In an attempt to placate popular anger, in Tunisia, President Zein al-Abidine Ben Ali, a close US ally, went on television Thursday and promised to step down when his current term of office ends in 2014. He had previously sacked his interior minister, released some of those arrested in the recent protests and promised to create 300,000 new jobs. The Algerian government has reduced the price of oil and sugar by a total of 41 percent. This followed riots that were provoked by the removal of food subsidies. Even where no demonstrations have taken place, Libya has reduced taxes on wheat-based products, rice, vegetable oil, sugar and infant milk. Morocco has introduced subsidies on milling wheat. Jordan has cut taxes on fuel and some foods.
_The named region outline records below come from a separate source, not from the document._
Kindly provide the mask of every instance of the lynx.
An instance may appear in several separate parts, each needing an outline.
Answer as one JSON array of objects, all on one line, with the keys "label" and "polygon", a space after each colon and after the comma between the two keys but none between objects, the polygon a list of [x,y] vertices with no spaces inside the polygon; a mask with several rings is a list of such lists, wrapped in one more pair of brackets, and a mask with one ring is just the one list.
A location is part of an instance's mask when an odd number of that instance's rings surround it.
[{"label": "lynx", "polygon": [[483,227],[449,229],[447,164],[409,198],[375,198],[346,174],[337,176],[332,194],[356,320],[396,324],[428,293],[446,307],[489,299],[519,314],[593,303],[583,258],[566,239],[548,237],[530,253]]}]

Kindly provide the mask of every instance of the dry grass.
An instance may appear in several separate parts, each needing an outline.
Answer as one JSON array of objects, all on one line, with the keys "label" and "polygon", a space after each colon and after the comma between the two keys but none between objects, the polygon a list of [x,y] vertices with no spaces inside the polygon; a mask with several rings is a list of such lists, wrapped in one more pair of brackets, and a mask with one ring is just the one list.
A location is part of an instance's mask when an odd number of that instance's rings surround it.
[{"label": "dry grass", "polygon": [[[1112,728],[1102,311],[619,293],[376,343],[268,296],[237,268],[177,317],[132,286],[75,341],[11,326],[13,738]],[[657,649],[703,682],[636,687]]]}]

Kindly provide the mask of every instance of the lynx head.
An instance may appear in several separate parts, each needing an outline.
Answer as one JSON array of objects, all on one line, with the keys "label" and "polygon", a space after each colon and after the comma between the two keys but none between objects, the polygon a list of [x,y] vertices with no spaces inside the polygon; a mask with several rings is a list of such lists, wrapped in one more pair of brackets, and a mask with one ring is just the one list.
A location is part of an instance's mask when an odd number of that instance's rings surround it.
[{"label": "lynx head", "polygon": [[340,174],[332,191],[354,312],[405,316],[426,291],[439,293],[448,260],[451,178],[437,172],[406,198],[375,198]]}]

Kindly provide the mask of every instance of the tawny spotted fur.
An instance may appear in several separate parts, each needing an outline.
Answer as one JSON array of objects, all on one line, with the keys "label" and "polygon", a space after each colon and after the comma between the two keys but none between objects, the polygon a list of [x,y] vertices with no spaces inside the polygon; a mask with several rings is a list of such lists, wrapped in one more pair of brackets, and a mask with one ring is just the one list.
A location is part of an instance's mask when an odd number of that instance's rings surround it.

Both the US and the European Union have applied pressure to Tunisia in the face of reports that the police were overwhelmed by demonstrators in the capital, Tunis. French ministers have refrained from publicly criticising Ben Ali’s violent repression of demonstrators that have left scores dead in many town and cities. Only after a French citizen was killed did Paris voice concerns about the use of “disproportionate” violence.